It may not happen immediately, but the Pension Benefit Guaranty Corp. may well be handed responsibility for paying Hostess Brand obligations to its 5,600 bakers. The PBGC insurance fund – akin to the Federal Deposit Insurance Corp. – last month reported a $34 billion deficit. Does this sound familiar?

The bakers took the blame for killing the company when members went on strike last month.

The charge ignores the fact Hostess owed the confectionery workers union pension fund $1 billion when it filed bankruptcy in January of this year, and that the company continued to skip payments. Monday, the Wall Street Journal revealed that money that should have been dedicated to pensions was instead used for operations.

Like executive pay. The top 10 executives were awarded $3 million in raises this year.

The new chief executive officer said he was unaware employee wages ticketed for pension contributions were used for other purposes, a practice he called “terrible.”

That’s one way of putting it, but where does the taxpayer come in?

Hostess – a predecessor operated a Spokane bakery featured in Monday’s Spokesman-Review – had an incredibly fractured pension system. Employees at each plant decided for themselves what their group would have taken out of their paychecks toward their pensions. But they do not receive their pensions from the company.
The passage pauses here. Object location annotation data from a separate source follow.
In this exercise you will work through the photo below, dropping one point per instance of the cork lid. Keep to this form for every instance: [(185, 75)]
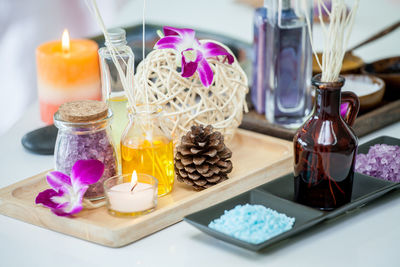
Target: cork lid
[(83, 111)]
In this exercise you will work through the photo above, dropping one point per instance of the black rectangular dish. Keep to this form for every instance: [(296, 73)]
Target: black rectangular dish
[(279, 195)]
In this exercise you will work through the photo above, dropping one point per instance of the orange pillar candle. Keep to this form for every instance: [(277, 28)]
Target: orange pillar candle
[(66, 71)]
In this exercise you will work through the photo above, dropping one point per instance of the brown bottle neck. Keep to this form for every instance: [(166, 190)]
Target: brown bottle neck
[(327, 102)]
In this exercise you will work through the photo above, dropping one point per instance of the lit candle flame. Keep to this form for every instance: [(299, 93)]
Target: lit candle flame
[(65, 43), (133, 180)]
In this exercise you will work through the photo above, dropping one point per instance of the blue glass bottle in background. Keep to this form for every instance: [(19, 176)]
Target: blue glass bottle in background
[(258, 84), (289, 63)]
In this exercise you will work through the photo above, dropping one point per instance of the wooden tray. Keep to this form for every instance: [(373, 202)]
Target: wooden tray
[(366, 123), (257, 159)]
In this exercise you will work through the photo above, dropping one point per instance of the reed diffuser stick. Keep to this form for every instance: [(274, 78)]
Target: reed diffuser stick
[(336, 36), (127, 79)]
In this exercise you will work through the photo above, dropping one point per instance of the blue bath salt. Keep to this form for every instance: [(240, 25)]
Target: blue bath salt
[(252, 223)]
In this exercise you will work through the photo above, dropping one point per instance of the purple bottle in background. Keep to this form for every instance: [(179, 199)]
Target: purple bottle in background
[(258, 84), (289, 63)]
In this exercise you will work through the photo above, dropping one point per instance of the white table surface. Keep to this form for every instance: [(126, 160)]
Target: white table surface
[(370, 237)]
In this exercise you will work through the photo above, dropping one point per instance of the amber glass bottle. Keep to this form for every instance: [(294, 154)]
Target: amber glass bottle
[(325, 148)]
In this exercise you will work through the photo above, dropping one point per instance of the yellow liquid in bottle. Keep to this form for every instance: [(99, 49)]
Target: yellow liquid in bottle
[(119, 109), (154, 157)]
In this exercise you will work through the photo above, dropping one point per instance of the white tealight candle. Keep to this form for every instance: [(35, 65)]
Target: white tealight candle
[(122, 199), (131, 198)]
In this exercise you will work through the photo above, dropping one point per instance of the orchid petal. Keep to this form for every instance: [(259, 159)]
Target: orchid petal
[(205, 73), (71, 203), (58, 179), (343, 109), (184, 33), (46, 198), (189, 65), (66, 197), (85, 172), (211, 49), (168, 42)]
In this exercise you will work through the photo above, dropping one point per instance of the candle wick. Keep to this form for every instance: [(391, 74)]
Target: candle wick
[(133, 187)]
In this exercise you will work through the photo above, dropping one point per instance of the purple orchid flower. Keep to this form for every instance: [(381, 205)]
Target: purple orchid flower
[(66, 196), (194, 54)]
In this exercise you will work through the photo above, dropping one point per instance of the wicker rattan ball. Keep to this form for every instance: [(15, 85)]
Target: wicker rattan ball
[(186, 101)]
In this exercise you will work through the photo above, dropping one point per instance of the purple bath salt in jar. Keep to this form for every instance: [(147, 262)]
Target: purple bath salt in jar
[(84, 133)]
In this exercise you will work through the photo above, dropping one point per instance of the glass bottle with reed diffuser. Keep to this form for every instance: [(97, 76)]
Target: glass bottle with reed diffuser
[(112, 86), (325, 147), (147, 147)]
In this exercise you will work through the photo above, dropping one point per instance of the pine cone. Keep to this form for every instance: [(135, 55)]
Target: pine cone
[(202, 159)]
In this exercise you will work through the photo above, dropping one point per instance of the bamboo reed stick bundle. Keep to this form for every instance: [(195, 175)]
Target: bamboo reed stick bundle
[(336, 36)]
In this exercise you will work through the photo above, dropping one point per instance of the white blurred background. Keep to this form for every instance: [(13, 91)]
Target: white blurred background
[(24, 24)]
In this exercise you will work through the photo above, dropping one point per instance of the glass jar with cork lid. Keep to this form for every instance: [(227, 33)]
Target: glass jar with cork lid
[(84, 133)]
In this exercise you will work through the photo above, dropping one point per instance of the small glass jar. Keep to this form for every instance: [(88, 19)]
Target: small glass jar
[(85, 140), (147, 147), (124, 202)]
The money went into a multi-employer pension plan, which pools the pensions of workers in several companies.

Such plans are supposed to make pensions available to workers at small companies, and to spread risk if any one company in the pool failed. But if a significant participating company fails, the premiums paid by the other companies must increase to fill the gap. The plan covering the confectionery workers was already only 72 percent funded, barely adequate by some measures.

With Hostess out, other companies with workers in the plan are going to be under considerable stress, with the PBGC as backstop if the assets to pay retirees become inadequate.

More than 2,000 Hostess employees covered by the company’s own pension plan will definitely draw their benefits from PBGC.

Thousands of Kaiser Aluminum workers in the Spokane area are familiar with the drill because they have been getting pension checks from the PBGC for several years. Kaiser filed bankruptcy in 2002, and the federal agency agreed to pick up the pension obligations in 2003 and 2004.

Kaiser’s owner just walked away, but the hedge funds with Hostess could try to reclaim parts of the company – namely its valuable snack brands – after the PBGC has taken the pension burden away.

Some hedge funds have dumped pension obligations on the PBGC, yet retained ownership of companies like Delphi, the auto parts supplier. If the agency does come to need a bailout, barriers to the practice must become much higher.

A pension expert quoted in the Wall Street Journal called the use of employee pension contributions for other purposes “betrayal without remedy.”

Congress should find a cure.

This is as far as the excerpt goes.